4. Ray-Mont Logistiques

  • Ray-Mont Logistiques (RML), une entreprise spécialisée dans la logistique intégrée, le transit maritime et les opérations aux terminaux portuaires, a acquis en janvier 2016 l’immense terrain d’environ 24 hectares bordé au sud par Notre-Dame Est et à l’ouest par la gare de triage Longue-Pointe du CN. L’entreprise souhaite y construire une plate-forme intermodale pour faire transiter des produits agricoles vers le port de Montréal. 
  • Cette même année, la vision de RML s’est heurtée à celle de l’arrondissement Mercier–Hochelaga-Maisonneuve (dont Réal Ménard était le maire), qui a apporté des changements à sa réglementation venant modifier les usages permis sur ce terrain. Ces changements allaient dans le sens d’une restriction des activités d'entreposage extérieur, pour favoriser les activités avec valeur ajoutée (bâtiments sur place, création d'emplois, etc.).
  • RML a alors poursuivi la Ville. L’affaire est devant les tribunaux depuis le printemps 2017. Un premier jugement de la Cour supérieure a donné raison à RML le 29 juin 2018, mais la Ville a obtenu l'autorisation de porter la cause en appel, ce qui fut fait. L’audience devant la Cour d’appel a eu lieu le 23 septembre 2020. Une décision devrait être rendue incessamment.
  • Les potentiels d’aménagement de l’écoparc industriel peuvent varier drastiquement suivant l’issue du litige. RML se dit prête à développer une piste cyclable, un sentier pédestre, un parc et un mur antibruit végétalisé si elle obtient le feu vert pour aménager sa plateforme de transbordement.

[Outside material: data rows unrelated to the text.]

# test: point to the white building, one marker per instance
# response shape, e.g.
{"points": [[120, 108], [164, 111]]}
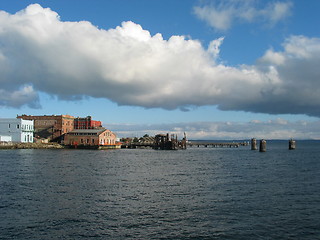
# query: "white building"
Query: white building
{"points": [[18, 129]]}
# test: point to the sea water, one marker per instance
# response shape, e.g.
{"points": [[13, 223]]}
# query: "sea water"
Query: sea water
{"points": [[198, 193]]}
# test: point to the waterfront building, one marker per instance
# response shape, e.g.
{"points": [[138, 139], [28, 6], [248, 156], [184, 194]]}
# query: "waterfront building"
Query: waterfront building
{"points": [[88, 138], [16, 130], [51, 127], [86, 123]]}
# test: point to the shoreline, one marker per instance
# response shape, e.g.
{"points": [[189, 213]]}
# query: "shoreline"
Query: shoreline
{"points": [[32, 146]]}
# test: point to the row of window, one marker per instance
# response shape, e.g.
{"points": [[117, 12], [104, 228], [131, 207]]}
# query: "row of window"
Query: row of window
{"points": [[24, 127], [28, 138], [102, 141]]}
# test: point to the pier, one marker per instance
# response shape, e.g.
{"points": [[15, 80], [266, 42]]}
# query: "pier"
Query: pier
{"points": [[216, 144]]}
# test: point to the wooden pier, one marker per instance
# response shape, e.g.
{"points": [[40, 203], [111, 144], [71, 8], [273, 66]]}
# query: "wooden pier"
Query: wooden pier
{"points": [[216, 144]]}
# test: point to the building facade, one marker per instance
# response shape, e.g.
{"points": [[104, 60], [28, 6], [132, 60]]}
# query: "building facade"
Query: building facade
{"points": [[90, 138], [51, 127], [18, 130], [86, 123]]}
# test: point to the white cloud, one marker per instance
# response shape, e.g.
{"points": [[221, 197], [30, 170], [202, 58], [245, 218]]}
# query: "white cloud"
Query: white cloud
{"points": [[17, 98], [272, 129], [130, 67], [223, 14]]}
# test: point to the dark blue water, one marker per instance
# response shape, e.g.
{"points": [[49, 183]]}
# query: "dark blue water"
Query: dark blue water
{"points": [[199, 193]]}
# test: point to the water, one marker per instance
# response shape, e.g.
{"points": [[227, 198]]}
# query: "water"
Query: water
{"points": [[199, 193]]}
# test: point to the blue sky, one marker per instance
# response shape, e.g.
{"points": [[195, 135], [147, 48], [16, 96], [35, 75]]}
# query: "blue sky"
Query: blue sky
{"points": [[248, 65]]}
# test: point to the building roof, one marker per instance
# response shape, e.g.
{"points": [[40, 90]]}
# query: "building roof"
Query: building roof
{"points": [[87, 131]]}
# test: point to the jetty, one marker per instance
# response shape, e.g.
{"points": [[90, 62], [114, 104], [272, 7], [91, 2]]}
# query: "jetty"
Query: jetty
{"points": [[158, 142], [216, 144]]}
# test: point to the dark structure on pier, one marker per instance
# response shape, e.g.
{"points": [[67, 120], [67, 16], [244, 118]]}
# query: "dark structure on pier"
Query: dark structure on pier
{"points": [[166, 142]]}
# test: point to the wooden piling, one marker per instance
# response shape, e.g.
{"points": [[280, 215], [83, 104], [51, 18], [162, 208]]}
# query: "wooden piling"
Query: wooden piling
{"points": [[263, 145], [292, 144], [254, 144]]}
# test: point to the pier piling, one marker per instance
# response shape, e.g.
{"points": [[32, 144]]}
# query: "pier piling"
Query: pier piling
{"points": [[263, 145], [292, 144], [254, 144]]}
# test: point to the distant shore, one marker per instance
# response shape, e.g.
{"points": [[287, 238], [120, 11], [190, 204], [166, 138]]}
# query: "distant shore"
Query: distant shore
{"points": [[32, 146]]}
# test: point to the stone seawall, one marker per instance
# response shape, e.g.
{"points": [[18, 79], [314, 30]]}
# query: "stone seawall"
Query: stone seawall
{"points": [[31, 146]]}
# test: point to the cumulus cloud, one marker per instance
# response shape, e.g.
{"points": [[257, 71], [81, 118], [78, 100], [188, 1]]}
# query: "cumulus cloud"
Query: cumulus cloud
{"points": [[127, 65], [271, 129], [223, 14]]}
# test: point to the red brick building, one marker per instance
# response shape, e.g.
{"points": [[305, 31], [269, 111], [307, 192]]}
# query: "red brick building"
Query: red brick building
{"points": [[90, 138], [52, 127], [86, 123]]}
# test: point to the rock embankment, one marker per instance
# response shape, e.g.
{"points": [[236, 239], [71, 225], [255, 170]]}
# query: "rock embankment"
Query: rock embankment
{"points": [[32, 146]]}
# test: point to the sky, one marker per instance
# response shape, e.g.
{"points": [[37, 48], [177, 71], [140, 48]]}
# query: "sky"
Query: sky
{"points": [[214, 69]]}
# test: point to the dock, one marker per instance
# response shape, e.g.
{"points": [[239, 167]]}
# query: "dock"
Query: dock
{"points": [[216, 144]]}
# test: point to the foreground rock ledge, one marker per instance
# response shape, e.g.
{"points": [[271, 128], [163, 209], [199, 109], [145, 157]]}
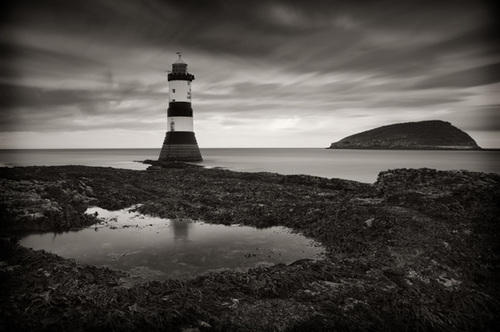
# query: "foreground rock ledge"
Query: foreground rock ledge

Des citoyens rêvent de la résurgence du ruisseau Molson ou de la Grande Prairie, de l’aménagement d’un parc, de l’aménagement d’un corridor vert et bleu actif
  • Rappelons que ce terrain autrefois occupé par la Canadian Steel Foundries a été laissé à l’abandon pendant plusieurs années - assez longtemps pour que des habitats de friche s’y développent. Les opérations de décontamination des sols entreprises par RML malgré le litige ont occasionné la perte de plusieurs grands arbres; la compagnie a aussi procédé, avec l’autorisation du ministère de l’Environnement, au remblayage d’un petit marais qui était situé dans le lit de l’ancien ruisseau de la Grande Prairie.

Il resterait encore tant de choses à dire sur les projets et dynamiques qui animent le secteur Assomption Sud : les arrimages de mobilité durable et de connectivité écologique possibles avec le secteur Assomption Nord, pour lequel l’arrondissement MHM a de grandes ambitions en termes d’aménagement durable et de verdissement, le devenir de Notre-Dame Est, l’insertion harmonieuse du projet de transport collectif structurant, la gestion des nuisances, etc. Nous restons à l’affût des développements dans tous ces dossiers. Nous avons également la volonté de poursuivre notre implication dans la réflexion collective sur l’aménagement d’ensemble et la transition de la zone industrielle vers l’écoparc, en collaboration avec les acteurs locaux, notamment via la nouvelle instance de gouvernance.